LIFULLは2019年5月から「空き家の相談員」の育成を手掛けており、座学や現地でのフィールドワークを開催してきた。リフォーム事例や空き家の管理方法から法的解決事例、近隣対策まで、あらゆる課題に対応する人材育成を図る目的だ。

井上氏が続ける。

「空き家の所有者で相談に来る人の多くは『自分が何をしたらいいのかわからない』と言います。そんな人たちに助言を行い、自治体の相談業務の負担を減らす。実は、こうした実務の蓄積こそが、空き家問題の解決への一歩となるのではないでしょうか」

移住者に地域のマンパワーになってもらう

LIFULLは、より踏み込んだサポートを行うために、全国の相談内容とその回答をデータベース化した。類似の相談に対する回答や窓口運営のノウハウを整理して共有していくWebサイトも提供している。

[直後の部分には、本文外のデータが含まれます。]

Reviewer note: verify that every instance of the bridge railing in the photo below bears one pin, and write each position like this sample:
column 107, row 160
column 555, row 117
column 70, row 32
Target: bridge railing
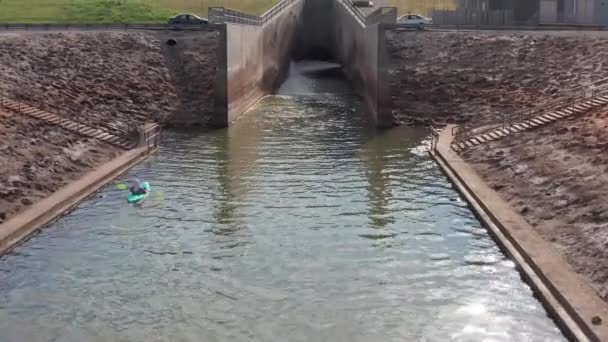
column 508, row 120
column 220, row 15
column 80, row 27
column 382, row 15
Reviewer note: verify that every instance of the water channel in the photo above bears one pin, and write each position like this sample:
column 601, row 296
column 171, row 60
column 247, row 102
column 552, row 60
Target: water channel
column 300, row 223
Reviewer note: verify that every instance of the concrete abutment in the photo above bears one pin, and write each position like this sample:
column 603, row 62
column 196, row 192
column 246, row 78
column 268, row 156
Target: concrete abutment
column 255, row 52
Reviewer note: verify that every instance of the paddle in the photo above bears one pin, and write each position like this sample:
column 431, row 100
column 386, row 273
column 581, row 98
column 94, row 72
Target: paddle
column 122, row 186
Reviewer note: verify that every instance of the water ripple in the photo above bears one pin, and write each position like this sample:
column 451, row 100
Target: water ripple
column 300, row 221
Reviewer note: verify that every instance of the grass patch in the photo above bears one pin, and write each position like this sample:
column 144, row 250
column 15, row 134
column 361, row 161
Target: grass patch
column 115, row 11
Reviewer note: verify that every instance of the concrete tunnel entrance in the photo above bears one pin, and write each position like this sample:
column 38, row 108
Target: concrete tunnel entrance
column 258, row 55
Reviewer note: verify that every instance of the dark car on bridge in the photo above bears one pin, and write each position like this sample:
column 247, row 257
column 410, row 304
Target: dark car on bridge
column 188, row 19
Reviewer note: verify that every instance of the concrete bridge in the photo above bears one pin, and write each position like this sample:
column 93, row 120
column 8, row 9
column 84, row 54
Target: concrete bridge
column 255, row 51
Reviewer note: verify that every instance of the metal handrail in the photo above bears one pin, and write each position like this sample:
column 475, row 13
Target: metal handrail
column 118, row 26
column 81, row 121
column 222, row 15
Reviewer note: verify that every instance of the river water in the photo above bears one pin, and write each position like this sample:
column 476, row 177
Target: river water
column 300, row 223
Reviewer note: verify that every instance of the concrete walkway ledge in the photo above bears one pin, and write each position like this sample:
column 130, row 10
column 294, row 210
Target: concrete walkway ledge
column 569, row 299
column 20, row 227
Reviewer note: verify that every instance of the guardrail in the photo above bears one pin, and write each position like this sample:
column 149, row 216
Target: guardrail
column 221, row 15
column 508, row 120
column 57, row 27
column 386, row 15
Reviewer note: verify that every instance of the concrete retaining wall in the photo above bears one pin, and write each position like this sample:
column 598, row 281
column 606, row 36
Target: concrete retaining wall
column 257, row 58
column 361, row 49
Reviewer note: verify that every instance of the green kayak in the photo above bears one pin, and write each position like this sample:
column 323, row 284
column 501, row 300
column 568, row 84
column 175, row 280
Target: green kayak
column 132, row 198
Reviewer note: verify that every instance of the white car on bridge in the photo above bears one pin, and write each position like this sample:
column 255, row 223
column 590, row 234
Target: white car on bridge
column 414, row 20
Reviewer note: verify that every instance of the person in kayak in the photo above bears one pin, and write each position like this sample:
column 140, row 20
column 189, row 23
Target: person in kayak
column 137, row 189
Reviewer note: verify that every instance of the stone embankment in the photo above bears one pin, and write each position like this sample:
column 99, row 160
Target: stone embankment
column 555, row 175
column 108, row 80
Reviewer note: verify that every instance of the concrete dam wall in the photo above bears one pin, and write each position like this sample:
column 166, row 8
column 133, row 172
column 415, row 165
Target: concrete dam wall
column 259, row 49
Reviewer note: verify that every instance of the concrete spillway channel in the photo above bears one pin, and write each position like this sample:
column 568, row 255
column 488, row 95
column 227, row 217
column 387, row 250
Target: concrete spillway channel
column 298, row 222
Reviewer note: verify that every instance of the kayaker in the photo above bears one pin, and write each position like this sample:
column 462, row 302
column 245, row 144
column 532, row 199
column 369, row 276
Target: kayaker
column 137, row 189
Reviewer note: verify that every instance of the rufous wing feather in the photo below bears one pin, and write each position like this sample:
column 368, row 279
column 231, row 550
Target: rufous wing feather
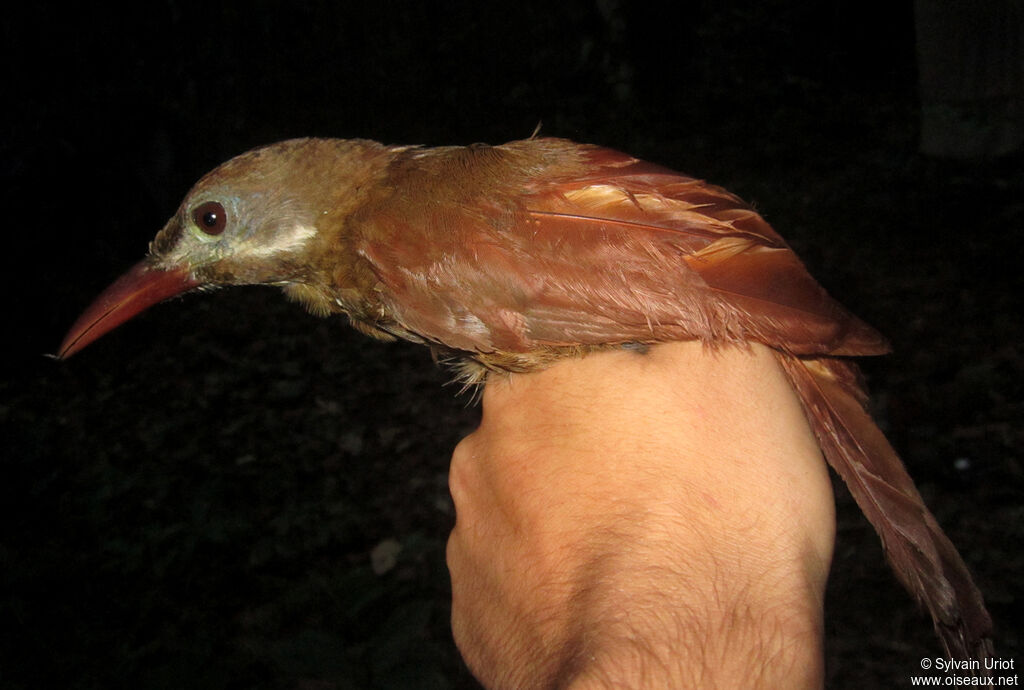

井上氏は空き家活用の経済圏を作る必要性を訴えたうえで、「空き家の利活用で地方移住を推進するには、移住希望者へ実際に住んでもらえるよう、自治体が移住希望者にアプローチできる仕組みが必要だ」とした。

コロナ禍によるテレワークの拡大で、地方移住の条件は整い始めた。それも踏まえて井上氏が話す。

「地方へ移住を考えている人は一定数います。ただ、どうして地方移住が進まないのか。移住後に地域になじめない、仕事が合わないといったミスマッチのおそれがあるからです。地方へ移住してもらうだけでなく、いかにその地域のマンパワーとなってもらうか。空き家再生のカギはここにあります」

内閣官房まち・ひと・しごと創生本部事務局が2021年5月に公表した報告書によれば、東京圏在住者の49.8%が「地方暮らし」に関心を持っていることが明らかになっている。

一方、民間のシンクタンクであるパーソル総合研究所が2022年3月に公表した「地方移住に関する実態調査」によると、地方県への移住意向がある就労者(2998人)のうち51.3%は、何らかの不安があって移住に踏み切れずにいる状態にあることがわかった。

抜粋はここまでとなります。